In my last article my laptop had died a spectacular death from a full cup of coffee. I had to send it into the IBM depot, where they replaced nearly everything but the battery. Including the hard drive.

My files were all properly backed up, and I was even able to retrieve the few files I had worked on that day by connecting the drive to another computer. So when the service depot called and said they wanted to replace the drive, I said go ahead.

Now, from a security point of view, the rule of thumb is to destroy all data on hard drives before passing them on. However, if your computer gets stolen you may not get the opportunity. Let’s take a closer look about what you can do, why and how.

If you have financial files that include account numbers, or store passwords on your computer, you definitely want to have protection for them

Who cares if someone gets my hard drive?

You may not care. Many people don’t. In this day of identity theft, however, being too cavalier about your data may be foolhardy. While there are plenty of other ways that misanthropes have found to hijack your identity, getting financial details off your computer is one of the easy ways, if they get hold of your hard drive. There are basically three reasons to protect data on computers that could be stolen, in increasing levels of paranoia:

1. Because you might get sued or go out of business if the information falls into the wrong hands
2. To prevent identity fraud or theft
3. To protect your privacy

In my business, I work with a lot of different clients. For some of them, I have signed a confidentiality agreement, agreeing not to reveal any of their internal product or business lines. If my laptop were to be stolen with confidential material on it, I could be held liable. This type of information absolutely must be protected.

If you have financial files that include account numbers, or store passwords on your computer, you definitely want to have protection for them. Any geek with a computer could find this stuff on your hard drive, and if the temptation is great, and their ethics loose, they might put your information to misuse.

Even your non-confidential stuff—email, letters, and spreadsheets—may be enough for someone to impersonate you and get credit in your name, or assume your identity when they commit a crime.

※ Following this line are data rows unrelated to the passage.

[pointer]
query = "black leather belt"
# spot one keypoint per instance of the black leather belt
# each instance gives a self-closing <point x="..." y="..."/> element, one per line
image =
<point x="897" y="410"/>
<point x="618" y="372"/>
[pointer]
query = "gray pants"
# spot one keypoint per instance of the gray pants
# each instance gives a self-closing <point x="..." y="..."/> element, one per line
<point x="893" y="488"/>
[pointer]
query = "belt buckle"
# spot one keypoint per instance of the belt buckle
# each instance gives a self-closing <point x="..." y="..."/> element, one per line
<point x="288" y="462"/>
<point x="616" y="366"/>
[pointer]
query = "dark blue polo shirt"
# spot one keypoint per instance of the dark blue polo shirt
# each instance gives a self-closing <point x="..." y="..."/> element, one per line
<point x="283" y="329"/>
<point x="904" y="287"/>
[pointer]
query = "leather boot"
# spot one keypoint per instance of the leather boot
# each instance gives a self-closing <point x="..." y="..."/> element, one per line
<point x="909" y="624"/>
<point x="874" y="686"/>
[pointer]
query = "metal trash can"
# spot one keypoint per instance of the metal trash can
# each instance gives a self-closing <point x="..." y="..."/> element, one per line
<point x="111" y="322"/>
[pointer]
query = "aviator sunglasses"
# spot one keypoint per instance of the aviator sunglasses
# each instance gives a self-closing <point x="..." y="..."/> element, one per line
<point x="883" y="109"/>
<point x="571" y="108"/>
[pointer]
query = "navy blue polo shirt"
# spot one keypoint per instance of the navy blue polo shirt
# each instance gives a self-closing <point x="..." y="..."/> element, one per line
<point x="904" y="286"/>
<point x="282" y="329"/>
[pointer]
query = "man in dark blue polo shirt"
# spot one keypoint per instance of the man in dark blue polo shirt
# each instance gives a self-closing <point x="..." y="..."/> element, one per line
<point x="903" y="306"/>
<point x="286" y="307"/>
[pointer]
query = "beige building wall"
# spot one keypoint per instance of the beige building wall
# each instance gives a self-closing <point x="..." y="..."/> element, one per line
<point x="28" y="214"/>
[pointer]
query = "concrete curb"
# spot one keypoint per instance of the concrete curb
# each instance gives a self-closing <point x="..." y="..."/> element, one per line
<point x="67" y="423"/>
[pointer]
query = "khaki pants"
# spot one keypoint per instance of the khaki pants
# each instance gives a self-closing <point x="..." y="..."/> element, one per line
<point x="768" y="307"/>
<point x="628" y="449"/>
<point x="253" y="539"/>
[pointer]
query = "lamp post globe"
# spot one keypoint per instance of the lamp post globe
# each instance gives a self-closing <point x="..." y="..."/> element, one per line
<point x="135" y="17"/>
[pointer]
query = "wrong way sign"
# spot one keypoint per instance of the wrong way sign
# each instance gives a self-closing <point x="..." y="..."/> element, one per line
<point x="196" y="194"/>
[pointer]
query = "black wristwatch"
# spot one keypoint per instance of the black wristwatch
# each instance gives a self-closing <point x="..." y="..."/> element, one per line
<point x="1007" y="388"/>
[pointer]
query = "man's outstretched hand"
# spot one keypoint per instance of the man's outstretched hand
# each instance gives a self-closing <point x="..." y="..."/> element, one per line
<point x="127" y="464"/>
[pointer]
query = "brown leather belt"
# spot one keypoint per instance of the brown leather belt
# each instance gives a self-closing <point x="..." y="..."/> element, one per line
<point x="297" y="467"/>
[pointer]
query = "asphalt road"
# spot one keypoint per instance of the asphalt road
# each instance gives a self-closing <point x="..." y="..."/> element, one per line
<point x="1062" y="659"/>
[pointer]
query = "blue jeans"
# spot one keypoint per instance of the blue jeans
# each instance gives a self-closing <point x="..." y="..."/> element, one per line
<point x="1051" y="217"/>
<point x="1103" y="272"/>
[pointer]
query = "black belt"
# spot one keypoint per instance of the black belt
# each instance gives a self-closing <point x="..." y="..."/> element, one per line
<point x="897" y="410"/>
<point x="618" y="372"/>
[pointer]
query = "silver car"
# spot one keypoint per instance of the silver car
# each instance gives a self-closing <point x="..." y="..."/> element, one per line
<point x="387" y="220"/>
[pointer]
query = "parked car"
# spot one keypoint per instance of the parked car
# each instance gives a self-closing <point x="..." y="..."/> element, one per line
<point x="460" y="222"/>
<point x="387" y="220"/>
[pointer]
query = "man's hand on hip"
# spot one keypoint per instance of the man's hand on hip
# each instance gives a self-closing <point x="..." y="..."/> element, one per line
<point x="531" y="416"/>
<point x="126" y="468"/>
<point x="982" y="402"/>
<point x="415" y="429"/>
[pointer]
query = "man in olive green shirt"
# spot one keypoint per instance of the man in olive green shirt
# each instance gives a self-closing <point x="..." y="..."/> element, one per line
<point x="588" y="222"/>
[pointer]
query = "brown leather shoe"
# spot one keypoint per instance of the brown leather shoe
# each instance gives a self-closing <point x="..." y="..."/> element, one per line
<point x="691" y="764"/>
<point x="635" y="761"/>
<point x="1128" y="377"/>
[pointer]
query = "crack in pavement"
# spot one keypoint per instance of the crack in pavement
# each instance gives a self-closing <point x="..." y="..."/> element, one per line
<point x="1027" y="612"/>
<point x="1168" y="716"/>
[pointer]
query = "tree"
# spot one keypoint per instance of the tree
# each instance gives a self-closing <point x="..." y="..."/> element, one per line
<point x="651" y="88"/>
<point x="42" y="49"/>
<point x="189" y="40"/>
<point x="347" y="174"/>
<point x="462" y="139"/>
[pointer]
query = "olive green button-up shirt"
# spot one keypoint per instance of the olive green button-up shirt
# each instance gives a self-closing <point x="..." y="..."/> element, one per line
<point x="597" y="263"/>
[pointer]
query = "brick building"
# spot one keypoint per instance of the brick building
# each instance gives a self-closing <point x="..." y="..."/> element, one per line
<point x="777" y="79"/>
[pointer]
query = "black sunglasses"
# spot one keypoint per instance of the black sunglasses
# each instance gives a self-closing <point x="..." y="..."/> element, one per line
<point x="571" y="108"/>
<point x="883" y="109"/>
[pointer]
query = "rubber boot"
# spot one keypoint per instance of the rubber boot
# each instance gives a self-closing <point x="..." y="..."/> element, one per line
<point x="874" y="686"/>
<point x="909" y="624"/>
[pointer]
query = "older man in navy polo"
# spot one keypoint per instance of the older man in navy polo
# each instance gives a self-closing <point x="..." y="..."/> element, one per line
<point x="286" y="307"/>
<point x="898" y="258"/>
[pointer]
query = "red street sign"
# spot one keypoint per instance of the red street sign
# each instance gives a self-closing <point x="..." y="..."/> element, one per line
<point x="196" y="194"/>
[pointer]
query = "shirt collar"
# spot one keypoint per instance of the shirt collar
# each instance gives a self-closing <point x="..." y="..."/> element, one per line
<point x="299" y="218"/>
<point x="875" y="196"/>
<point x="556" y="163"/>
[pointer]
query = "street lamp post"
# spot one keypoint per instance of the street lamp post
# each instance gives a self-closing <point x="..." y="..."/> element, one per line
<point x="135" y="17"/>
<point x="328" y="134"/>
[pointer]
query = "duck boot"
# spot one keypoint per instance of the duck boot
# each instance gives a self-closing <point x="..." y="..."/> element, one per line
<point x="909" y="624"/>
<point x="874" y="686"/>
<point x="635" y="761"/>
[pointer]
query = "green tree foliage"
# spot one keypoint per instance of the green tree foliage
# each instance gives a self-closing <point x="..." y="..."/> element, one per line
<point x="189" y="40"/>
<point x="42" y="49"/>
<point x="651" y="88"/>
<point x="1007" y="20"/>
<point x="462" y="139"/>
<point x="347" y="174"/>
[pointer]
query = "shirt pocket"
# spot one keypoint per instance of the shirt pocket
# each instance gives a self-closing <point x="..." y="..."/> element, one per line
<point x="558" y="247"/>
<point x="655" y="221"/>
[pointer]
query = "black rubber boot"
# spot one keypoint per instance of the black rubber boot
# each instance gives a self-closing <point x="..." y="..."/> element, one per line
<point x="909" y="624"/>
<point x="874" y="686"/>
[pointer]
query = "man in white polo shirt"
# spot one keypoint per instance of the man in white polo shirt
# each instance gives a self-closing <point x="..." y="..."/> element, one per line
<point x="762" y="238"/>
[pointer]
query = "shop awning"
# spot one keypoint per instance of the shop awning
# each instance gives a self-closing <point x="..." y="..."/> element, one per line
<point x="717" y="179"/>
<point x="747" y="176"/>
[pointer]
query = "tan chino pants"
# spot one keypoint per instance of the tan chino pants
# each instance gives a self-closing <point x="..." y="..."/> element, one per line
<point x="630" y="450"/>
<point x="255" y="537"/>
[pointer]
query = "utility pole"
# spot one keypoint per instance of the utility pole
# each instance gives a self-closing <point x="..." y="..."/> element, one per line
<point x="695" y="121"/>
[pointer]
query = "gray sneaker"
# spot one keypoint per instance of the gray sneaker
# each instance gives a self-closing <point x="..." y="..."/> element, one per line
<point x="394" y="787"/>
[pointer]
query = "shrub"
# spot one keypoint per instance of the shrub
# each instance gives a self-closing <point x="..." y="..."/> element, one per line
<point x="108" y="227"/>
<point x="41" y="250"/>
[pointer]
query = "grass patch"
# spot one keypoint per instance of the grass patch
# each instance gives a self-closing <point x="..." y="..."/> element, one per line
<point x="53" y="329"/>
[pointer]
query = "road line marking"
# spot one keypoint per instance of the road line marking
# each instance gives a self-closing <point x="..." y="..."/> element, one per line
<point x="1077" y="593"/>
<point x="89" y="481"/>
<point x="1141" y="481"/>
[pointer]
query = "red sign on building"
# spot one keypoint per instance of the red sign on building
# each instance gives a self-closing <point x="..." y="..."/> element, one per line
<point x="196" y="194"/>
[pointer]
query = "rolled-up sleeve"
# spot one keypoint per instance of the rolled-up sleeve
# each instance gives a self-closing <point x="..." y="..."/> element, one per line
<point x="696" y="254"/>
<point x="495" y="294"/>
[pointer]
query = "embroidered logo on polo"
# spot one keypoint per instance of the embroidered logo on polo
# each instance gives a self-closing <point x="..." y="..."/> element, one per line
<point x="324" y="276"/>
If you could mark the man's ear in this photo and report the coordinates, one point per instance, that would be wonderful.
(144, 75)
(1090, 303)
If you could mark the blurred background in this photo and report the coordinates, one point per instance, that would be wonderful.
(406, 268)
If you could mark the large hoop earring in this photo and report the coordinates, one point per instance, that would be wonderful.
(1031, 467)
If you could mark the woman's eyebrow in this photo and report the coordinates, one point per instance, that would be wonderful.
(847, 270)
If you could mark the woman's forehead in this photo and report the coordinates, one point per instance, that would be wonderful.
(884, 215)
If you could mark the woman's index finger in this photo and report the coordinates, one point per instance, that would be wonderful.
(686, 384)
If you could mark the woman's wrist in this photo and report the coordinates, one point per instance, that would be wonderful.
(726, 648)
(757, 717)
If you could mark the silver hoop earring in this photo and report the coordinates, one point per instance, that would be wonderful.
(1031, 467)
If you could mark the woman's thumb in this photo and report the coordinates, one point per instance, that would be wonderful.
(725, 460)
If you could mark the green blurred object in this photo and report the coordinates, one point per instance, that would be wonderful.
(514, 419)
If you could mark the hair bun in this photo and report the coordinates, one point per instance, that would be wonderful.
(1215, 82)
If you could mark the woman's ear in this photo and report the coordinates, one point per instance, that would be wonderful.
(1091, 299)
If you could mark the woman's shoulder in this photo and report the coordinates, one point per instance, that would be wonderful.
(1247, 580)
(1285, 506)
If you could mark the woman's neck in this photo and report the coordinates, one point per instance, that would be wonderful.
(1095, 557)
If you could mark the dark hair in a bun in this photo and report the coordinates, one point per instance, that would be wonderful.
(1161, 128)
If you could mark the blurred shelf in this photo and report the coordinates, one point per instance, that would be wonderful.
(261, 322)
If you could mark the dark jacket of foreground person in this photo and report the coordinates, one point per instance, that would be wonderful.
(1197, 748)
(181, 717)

What should I pay attention to?

Okay. Let’s not get too alarmist here. There are risks involved with setting foot outdoors. In my house, there can be risks involved without going outdoors. Worrying about the security of your data should not keep you up at night—if it does, I highly recommend you stop reading right now, unplug your computer, run it over with your car, hack it up with an axe, and move to a teepee in Manitoba. I hear there’s plenty of deer running around up there, and with our climate changes, there should be some good farming up there soon.

But if you’re determined to stay online, just take a moment to think about the kind of data you have on your computers. The same data I considered in my disaster recovery article, and before that, in my password strategy article. Do you have any data you absolutely don’t want to have fall in the wrong hands?

Don’t bother with email—it has already gone unencrypted through that filthy, spy-infested internet. But do pay attention to your financial records, and especially to any files you’ve copied (securely, I hope!) from any company file share. If you’re responsible for keeping any of that secret, you’d better not leave it unencrypted on a laptop hard drive, especially not in public places.

For all of the employees out there carrying laptops owned by your employer, you can relax—it’s the job of your IT department to make sure their data is properly secured, not yours. But if you have client data, you could be held responsible if it falls into a competitor’s hands.

Encryption to the rescue

Luckily, there are some very secure ways to protect your data, using one of a few different types of encryption. I’m not going to get into detail about how encryption works, or what varieties are out there. But I am going to look at three different systems that can be used to encrypt data on your hard drive. They vary based on who can decrypt the data, where you can apply the different encryption types, and how automatic the whole process is.

A general rule of thumb is that increasing security directly hampers convenience. On certain systems, however, encryption has been made very easy to do

A general rule of thumb is that increasing security directly hampers convenience. On certain systems, however, encryption has been made very easy to do.

Windows Encrypted File System

This is one area where Microsoft gets it right, with their “Encrypted File System,” or EFS. EFS comes with Windows XP Professional, but not XP Home. If you have XP Pro, and your hard drive is in NTFS format, you can encrypt any file or directory by following these steps:

1. In Windows Explorer, right-click the file or directory, and choose Properties .
2. Click the Advanced button.
3. Check the Encrypt checkbox, and click OK.

That’s it. Whatever you have encrypted, is now completely secure, even if your hard drive is stolen—unless the attacker guesses your password. EFS works by using strong encryption to hide the data, and then it uses a certificate associated with your login to protect the key. If you log in using another user account, or try to read the files from Linux, you won’t be able to get to them.

The downside is, if your administrator resets your password, you lose all access to the encrypted files because the certificate is deleted. It’s possible to create a recovery disk before you reset your password, but otherwise you’re hosed. Another drawback is that you can’t back up an EFS file or directory while it’s encrypted.

EFS works well for laptops, and I encourage you to turn it on for specific directories, to keep anything you store there safe should you lose control of your hard drive. This system depends upon having a strong log-in password, though, and disabling automatic logins.